Views and Reviews of Old Rockingham

Hampton Union, June 25, 1959

[The following article is courtesy of the Hampton Union].


Shaw Homestead, now Tidewater Campground, Lafayette Road. Photo was identified as "Mother, Father, Thelma and 'General the Horse'." [Courtesy Patricia Batchelder Keen. Photo courtesy of Hampton; A Century of Town & Beach, 1888-1988 by Peter E. Randall and not included with original newspaper article.]

This house is remarkable for two things: on its site have lived or are living 13 generations of Shaws, and we know the cost of all labor and material, other than the lumber, down to a single penny.

First to trace the Shaws who have lived on the site: Roger, the pioneer, born in England, came with his wife to Cambridge before 1636, and bought land of John Cross and built upon it, a few rods west of the present house. His two wives were Anne, and second, Susanna, widow of William Tilton. They had seven children, five boys and two girls. He died in 1661,

Benjamin, son of Roger, born in Cambridge, married Esther Richardson, died 1718; his wife lived to be 91 and died in 1736, after she had borne 12 children.

Edward, born 1695, married Mary Johnson first and Abigail Marshall second. Edward, Jr., born 1724, married Ruth Fellows, and died 1787. John, youngest son of Edward, Jr., bap. 1761, married Zipporah Towle. Simeon Brackett, born 1804, married Jane Perkins in 1829 and seven years later started building the house of the picture, and it was moved into during 1839.

The house was made for two families and the only children of Brackett were two sons, Simeon, born 1831 and John Brackett, born 1836, and the two sons married and lived and died each in his half of the house.

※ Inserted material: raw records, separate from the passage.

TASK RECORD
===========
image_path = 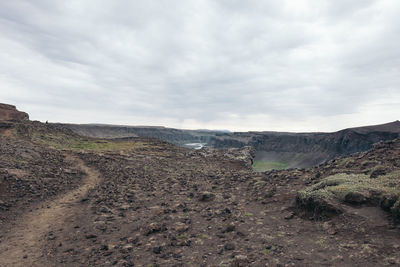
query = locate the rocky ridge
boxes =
[0,105,400,266]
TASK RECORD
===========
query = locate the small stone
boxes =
[200,191,215,202]
[328,228,337,235]
[85,234,97,239]
[223,223,236,233]
[224,243,235,250]
[153,246,162,254]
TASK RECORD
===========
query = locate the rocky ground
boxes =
[0,122,400,266]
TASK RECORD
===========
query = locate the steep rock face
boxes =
[209,121,400,167]
[61,121,400,168]
[0,103,29,121]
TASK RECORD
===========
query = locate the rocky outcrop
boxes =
[0,103,29,121]
[57,121,400,168]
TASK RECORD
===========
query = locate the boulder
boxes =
[0,103,29,121]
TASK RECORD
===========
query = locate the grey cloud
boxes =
[0,0,400,130]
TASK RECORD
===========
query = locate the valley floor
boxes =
[0,122,400,266]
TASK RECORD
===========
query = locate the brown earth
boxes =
[0,120,400,266]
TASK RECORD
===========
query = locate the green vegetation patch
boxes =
[252,160,289,172]
[297,171,400,221]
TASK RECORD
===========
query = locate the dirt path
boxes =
[0,155,100,266]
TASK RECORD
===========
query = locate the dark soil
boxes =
[0,122,400,266]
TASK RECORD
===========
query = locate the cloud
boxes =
[0,0,400,131]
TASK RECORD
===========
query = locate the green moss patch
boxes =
[297,171,400,221]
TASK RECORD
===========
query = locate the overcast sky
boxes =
[0,0,400,131]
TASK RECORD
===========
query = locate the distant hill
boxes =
[59,121,400,168]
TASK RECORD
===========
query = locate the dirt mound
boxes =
[0,103,29,121]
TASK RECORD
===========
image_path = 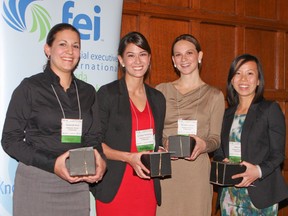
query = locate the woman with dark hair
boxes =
[156,34,225,216]
[2,23,106,216]
[214,54,288,216]
[91,32,165,216]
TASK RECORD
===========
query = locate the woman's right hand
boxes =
[54,151,83,183]
[127,152,150,179]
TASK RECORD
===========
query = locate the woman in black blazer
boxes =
[92,32,166,216]
[214,54,288,215]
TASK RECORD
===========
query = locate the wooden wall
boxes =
[119,0,288,216]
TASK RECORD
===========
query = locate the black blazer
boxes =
[214,100,288,209]
[90,78,166,205]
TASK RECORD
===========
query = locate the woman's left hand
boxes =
[232,161,260,187]
[82,149,106,183]
[185,135,206,161]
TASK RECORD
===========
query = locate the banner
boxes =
[0,0,123,216]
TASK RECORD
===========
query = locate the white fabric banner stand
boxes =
[0,0,123,216]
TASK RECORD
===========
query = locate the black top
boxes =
[90,78,166,205]
[2,66,103,173]
[214,100,288,208]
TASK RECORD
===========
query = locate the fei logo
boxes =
[2,0,101,41]
[62,1,101,41]
[2,0,51,41]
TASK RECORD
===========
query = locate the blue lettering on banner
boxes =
[62,1,101,41]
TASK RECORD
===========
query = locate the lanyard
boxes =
[51,80,81,119]
[129,98,152,131]
[176,86,202,119]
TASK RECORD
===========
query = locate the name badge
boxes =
[136,129,155,152]
[61,119,82,143]
[178,119,197,135]
[229,141,241,163]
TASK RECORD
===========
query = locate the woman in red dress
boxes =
[91,32,166,216]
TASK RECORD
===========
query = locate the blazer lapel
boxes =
[241,104,258,159]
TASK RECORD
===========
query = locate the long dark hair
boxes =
[171,34,202,76]
[226,54,264,106]
[118,31,151,80]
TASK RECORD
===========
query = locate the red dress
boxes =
[96,101,157,216]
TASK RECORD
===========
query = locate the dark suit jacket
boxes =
[214,100,288,209]
[91,78,166,205]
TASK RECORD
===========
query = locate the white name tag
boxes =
[61,119,82,143]
[136,129,155,152]
[229,141,241,163]
[178,119,197,135]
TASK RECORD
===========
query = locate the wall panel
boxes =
[199,23,236,92]
[245,28,278,90]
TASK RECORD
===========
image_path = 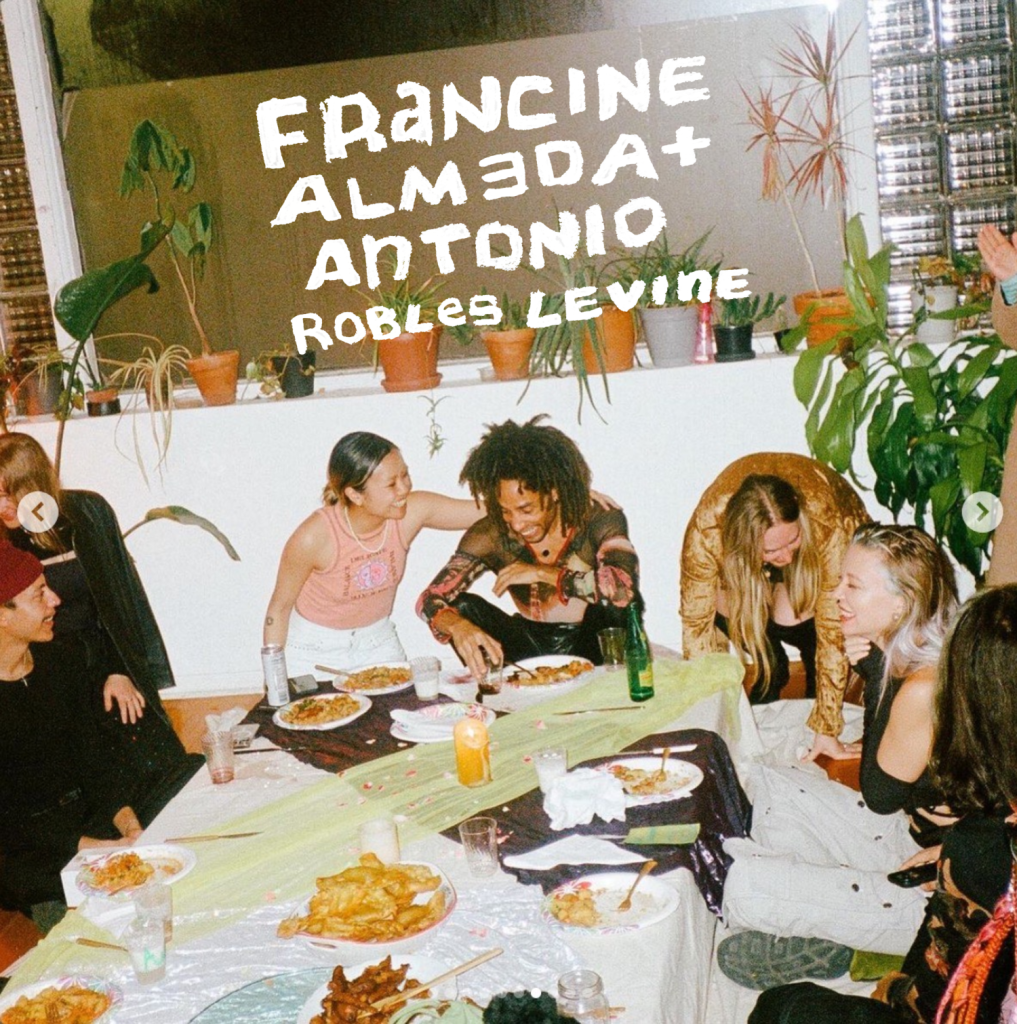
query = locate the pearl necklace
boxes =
[342,505,392,555]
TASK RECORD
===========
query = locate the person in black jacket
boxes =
[0,542,141,913]
[0,433,201,823]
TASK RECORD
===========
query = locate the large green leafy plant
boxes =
[795,217,1017,583]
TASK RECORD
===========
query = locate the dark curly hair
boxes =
[459,414,590,530]
[930,584,1017,814]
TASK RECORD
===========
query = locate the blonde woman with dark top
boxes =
[681,453,868,758]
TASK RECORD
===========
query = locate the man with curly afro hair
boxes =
[417,416,639,679]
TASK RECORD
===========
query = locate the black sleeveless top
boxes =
[854,644,948,847]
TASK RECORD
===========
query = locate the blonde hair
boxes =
[851,523,958,689]
[0,433,68,554]
[721,474,820,692]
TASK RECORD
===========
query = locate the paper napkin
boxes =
[544,768,625,831]
[502,836,646,871]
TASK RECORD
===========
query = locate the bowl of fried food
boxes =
[0,978,120,1024]
[278,853,456,958]
[296,955,459,1024]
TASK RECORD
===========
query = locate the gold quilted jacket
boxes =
[985,288,1017,587]
[681,452,864,736]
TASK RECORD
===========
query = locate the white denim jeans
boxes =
[724,763,928,953]
[286,609,407,680]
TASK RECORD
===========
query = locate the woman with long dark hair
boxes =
[749,585,1017,1024]
[263,430,483,679]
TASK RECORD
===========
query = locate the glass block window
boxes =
[868,0,1017,326]
[0,12,56,372]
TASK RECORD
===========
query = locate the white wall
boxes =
[15,355,888,690]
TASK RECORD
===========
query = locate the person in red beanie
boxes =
[0,544,141,924]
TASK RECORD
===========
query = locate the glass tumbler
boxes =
[557,971,609,1024]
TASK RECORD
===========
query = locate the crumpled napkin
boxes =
[544,768,625,831]
[205,708,247,732]
[502,836,646,871]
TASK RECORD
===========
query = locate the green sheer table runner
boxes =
[10,654,744,986]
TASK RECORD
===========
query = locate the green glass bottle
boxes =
[625,598,653,700]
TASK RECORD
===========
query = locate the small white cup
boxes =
[123,918,166,985]
[358,817,399,864]
[534,746,568,793]
[410,657,441,700]
[459,817,498,878]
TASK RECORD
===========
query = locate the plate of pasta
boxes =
[0,977,121,1024]
[75,843,198,898]
[332,662,413,696]
[271,693,371,732]
[597,758,703,807]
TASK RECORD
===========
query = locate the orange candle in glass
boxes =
[453,718,491,785]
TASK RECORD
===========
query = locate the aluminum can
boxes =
[261,643,290,708]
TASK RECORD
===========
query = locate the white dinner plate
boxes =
[388,703,497,743]
[502,654,593,689]
[296,955,459,1024]
[271,693,371,732]
[596,757,703,807]
[74,843,198,899]
[541,871,679,935]
[0,976,123,1021]
[295,860,456,964]
[332,662,413,696]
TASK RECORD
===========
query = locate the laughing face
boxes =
[0,575,60,643]
[346,449,413,519]
[834,544,906,646]
[498,480,558,547]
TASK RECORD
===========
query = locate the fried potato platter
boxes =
[278,853,455,943]
[0,979,119,1024]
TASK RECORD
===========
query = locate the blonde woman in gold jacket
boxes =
[681,452,870,760]
[978,224,1017,587]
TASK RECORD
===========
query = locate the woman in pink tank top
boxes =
[263,431,483,679]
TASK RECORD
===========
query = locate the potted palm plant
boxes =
[605,231,720,367]
[713,292,787,362]
[741,18,857,345]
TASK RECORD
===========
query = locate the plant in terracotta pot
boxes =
[741,18,857,345]
[782,210,1003,582]
[53,120,240,439]
[713,292,787,362]
[362,256,441,391]
[475,293,537,381]
[604,231,721,367]
[529,256,636,417]
[910,253,992,345]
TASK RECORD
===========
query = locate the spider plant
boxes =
[106,333,190,484]
[741,18,858,294]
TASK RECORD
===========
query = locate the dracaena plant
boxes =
[741,18,858,294]
[795,217,1017,582]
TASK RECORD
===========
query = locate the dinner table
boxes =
[0,654,754,1024]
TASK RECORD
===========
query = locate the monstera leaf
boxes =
[124,505,240,562]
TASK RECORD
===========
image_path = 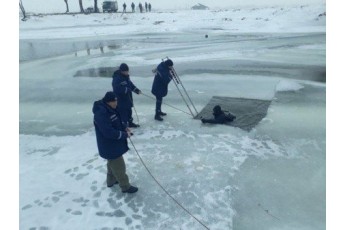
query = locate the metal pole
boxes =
[171,64,198,114]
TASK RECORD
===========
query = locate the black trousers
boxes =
[156,96,163,113]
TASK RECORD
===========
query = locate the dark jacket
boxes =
[92,100,129,160]
[112,70,140,110]
[151,62,172,97]
[201,105,236,124]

Simeon, son of Brackett, married Sarah Elizabeth Lamprey in 1865; and they lived reared six children and died in the house.

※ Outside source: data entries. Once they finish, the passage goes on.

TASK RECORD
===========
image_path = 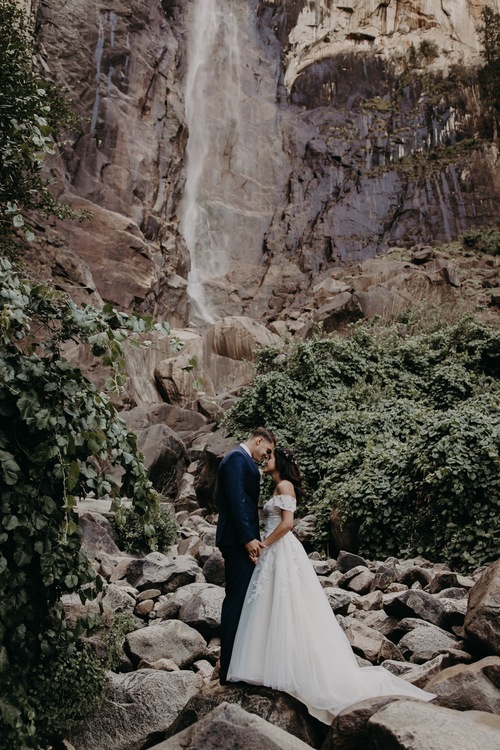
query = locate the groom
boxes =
[215,427,276,685]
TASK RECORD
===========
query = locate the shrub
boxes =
[462,227,500,255]
[225,320,500,569]
[114,503,179,553]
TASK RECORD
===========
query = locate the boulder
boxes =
[464,559,500,656]
[70,669,202,750]
[398,625,459,664]
[381,654,447,692]
[129,620,207,669]
[371,563,399,591]
[426,656,500,714]
[162,681,326,748]
[137,424,187,495]
[368,701,500,750]
[337,550,368,573]
[384,590,446,627]
[345,618,403,664]
[134,552,203,594]
[80,512,120,560]
[204,315,280,362]
[148,703,310,750]
[178,584,226,639]
[321,695,416,750]
[155,582,211,620]
[324,586,351,615]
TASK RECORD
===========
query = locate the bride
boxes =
[227,447,435,724]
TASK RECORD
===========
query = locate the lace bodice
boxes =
[264,495,297,536]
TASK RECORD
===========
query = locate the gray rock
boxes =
[178,584,226,639]
[398,625,459,664]
[101,583,135,612]
[345,622,403,664]
[427,571,458,594]
[368,701,500,750]
[155,582,207,620]
[464,559,500,656]
[126,620,207,669]
[384,590,446,627]
[321,695,416,750]
[149,703,310,750]
[381,654,448,693]
[80,512,120,560]
[134,552,204,594]
[69,669,202,750]
[337,550,368,573]
[324,586,351,615]
[426,656,500,714]
[372,563,399,591]
[166,681,325,750]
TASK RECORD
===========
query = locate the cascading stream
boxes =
[180,0,283,324]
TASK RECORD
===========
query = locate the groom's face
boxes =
[250,437,274,464]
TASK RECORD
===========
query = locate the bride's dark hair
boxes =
[274,445,304,500]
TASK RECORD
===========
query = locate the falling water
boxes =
[181,0,281,324]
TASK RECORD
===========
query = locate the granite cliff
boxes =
[26,0,500,326]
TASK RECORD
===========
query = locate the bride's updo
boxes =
[274,445,304,500]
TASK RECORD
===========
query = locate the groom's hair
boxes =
[249,427,276,445]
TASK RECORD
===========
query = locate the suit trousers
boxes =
[220,545,255,673]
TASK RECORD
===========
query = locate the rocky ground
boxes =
[65,500,500,750]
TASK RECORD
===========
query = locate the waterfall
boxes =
[180,0,283,324]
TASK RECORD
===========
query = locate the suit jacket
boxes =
[215,445,260,547]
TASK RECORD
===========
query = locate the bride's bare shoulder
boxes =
[274,479,295,497]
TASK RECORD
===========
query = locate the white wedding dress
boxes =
[227,495,435,724]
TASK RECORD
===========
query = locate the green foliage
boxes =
[31,643,106,743]
[462,227,500,255]
[0,258,168,748]
[479,7,500,138]
[114,503,179,553]
[226,320,500,569]
[0,0,85,241]
[99,612,138,671]
[418,39,439,61]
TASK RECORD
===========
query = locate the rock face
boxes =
[30,0,500,326]
[464,560,500,656]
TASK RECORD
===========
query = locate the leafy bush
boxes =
[226,320,500,569]
[0,0,86,241]
[0,258,168,748]
[462,227,500,255]
[31,643,107,743]
[114,503,179,552]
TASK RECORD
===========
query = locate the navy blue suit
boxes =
[215,446,260,672]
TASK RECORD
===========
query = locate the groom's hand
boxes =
[245,539,265,563]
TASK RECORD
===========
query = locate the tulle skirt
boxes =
[228,533,435,724]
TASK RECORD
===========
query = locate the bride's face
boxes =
[264,451,276,474]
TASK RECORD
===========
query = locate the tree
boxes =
[0,0,79,239]
[479,7,500,141]
[0,0,168,750]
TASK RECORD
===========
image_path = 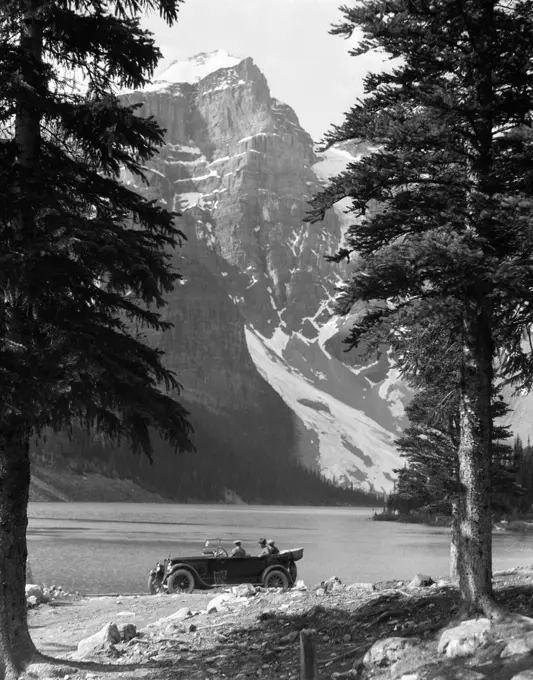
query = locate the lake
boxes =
[28,503,533,594]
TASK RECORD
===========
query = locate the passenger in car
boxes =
[231,541,246,557]
[267,538,279,555]
[257,538,270,557]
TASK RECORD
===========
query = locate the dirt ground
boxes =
[25,568,533,680]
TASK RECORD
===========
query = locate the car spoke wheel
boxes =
[148,574,163,595]
[263,569,289,590]
[167,569,194,593]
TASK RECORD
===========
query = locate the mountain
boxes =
[109,50,409,491]
[34,50,530,503]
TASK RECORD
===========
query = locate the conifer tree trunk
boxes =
[0,0,43,680]
[459,298,500,617]
[0,424,36,680]
[450,500,461,581]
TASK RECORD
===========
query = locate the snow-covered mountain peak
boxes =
[155,50,243,83]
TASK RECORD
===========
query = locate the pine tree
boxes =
[309,0,533,616]
[0,0,191,680]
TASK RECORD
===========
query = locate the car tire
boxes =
[263,569,289,590]
[167,569,194,593]
[148,574,163,595]
[289,562,298,586]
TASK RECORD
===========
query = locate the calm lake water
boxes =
[28,503,533,594]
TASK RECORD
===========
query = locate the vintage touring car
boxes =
[148,539,304,594]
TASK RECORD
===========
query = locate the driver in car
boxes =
[257,538,270,557]
[231,541,246,557]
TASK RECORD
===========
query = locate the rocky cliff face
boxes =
[124,51,408,490]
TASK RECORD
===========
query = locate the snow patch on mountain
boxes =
[154,50,242,84]
[246,328,399,491]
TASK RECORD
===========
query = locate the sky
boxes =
[143,0,390,141]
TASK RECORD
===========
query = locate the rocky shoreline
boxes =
[21,566,533,680]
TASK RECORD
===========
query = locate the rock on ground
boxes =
[407,574,435,588]
[438,618,492,659]
[363,637,420,666]
[501,632,533,659]
[26,583,45,604]
[77,623,121,658]
[207,593,235,614]
[118,623,137,642]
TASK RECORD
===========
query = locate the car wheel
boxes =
[148,574,163,595]
[289,562,298,584]
[167,569,194,593]
[263,569,289,590]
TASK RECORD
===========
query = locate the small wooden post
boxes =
[300,629,318,680]
[26,557,33,583]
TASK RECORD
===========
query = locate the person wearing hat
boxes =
[257,538,270,557]
[267,538,279,555]
[231,541,246,557]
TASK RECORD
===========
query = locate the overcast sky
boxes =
[144,0,381,141]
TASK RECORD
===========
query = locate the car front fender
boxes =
[260,563,292,586]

Simeon Albert, son of Simeon, born 1856, married Abbie Isabel Cole. Their three children were Elroy Garfield, born, 1881, Everett Simeon, born 1885, Ethel Brooks, born 1887.

Roy (Elroy) married in 1902 to Jessie Crosby of the South Road in Hampton Falls, a daughter of Charles and Abby Tarlton Crosby. Mr. Shaw died in Sept of last year (1958) lacking one month of being 78 and after he and Jessie had lived in the house 56 years.

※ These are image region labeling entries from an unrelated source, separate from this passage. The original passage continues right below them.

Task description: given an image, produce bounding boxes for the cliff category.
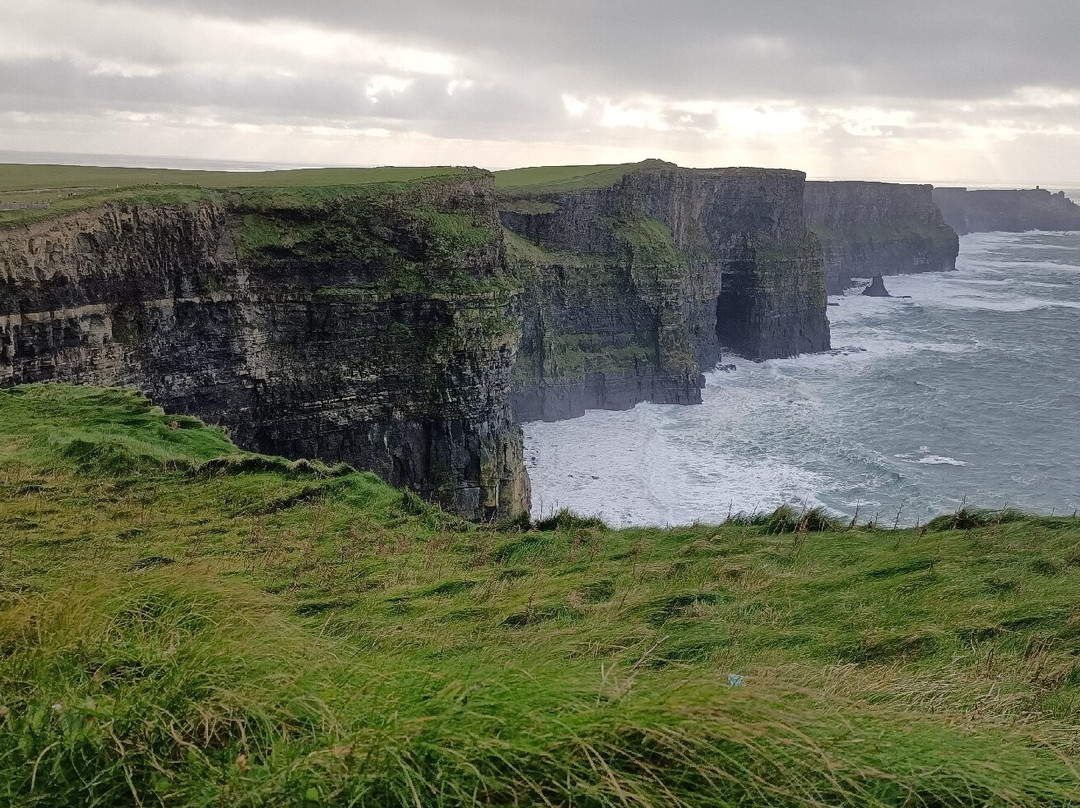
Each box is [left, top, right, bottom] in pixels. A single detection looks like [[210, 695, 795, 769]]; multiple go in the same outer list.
[[0, 162, 828, 519], [0, 172, 529, 517], [933, 188, 1080, 235], [498, 161, 829, 421], [806, 181, 960, 295]]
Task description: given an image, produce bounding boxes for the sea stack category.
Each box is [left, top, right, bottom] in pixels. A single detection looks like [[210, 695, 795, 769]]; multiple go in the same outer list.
[[863, 275, 892, 297]]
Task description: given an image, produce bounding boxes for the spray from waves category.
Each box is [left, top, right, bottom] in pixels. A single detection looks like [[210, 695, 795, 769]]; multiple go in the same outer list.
[[525, 233, 1080, 525]]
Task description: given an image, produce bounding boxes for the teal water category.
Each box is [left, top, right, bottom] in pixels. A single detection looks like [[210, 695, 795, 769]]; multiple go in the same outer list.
[[525, 232, 1080, 525]]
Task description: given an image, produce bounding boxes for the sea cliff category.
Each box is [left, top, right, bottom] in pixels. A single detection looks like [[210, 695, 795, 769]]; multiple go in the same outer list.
[[934, 188, 1080, 235], [499, 161, 829, 421], [806, 181, 960, 295], [0, 172, 529, 519], [0, 161, 828, 520]]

Their son, Harold married into the ancient Batchelder family, his wife being Beatrice and they lived on the family site and in its house where have been born five children: Roger, now of New London, Conn., Wallace Albert, Elmer, Isabel (now Mrs. Frank Amazeen), Barbara, (now Mrs. Robert Belcher of East Kingston).

Wallace Albert married Miss Janet Weir of Newburyport, and they live in modern fashion, in a cozy trailer, a few rods from the old house and have two children, Wallace Albert, Jr., age 4 and Laurie Ann, age 2, who romp around the grass, being the 13th generation of Shaws born and living on this home-site.

Across the road is the family graveyard where are buried those who have lived and died there in older years. All except one, Benjamin, son of pioneer Roger, born here and dying here, the exact spot of burial not known. Benjamin died in debt in 1718 under the old English law that allowed a creditor to seize the body of a person in debt to him, whether such body being a living or dead person.

Benjamin's family buried their father the night of his death before any creditor could seize the body. Whether in the ancient graveyard or elsewhere on the farm is not known, but probably in the yard, anyhow they put up the gravestone which still stands over his reputed grave.

Family records show close affiliations and intermarriages with the Towle family; that is because the Towles were their nearest neighbor for they lived down on Taylor river, where the Towles collected for several generations the "tolls" over the causeway and bridge. One of these Towles moved up country where he died weighing 562 pounds, whether his mother or wife were Shaws, I have not run down.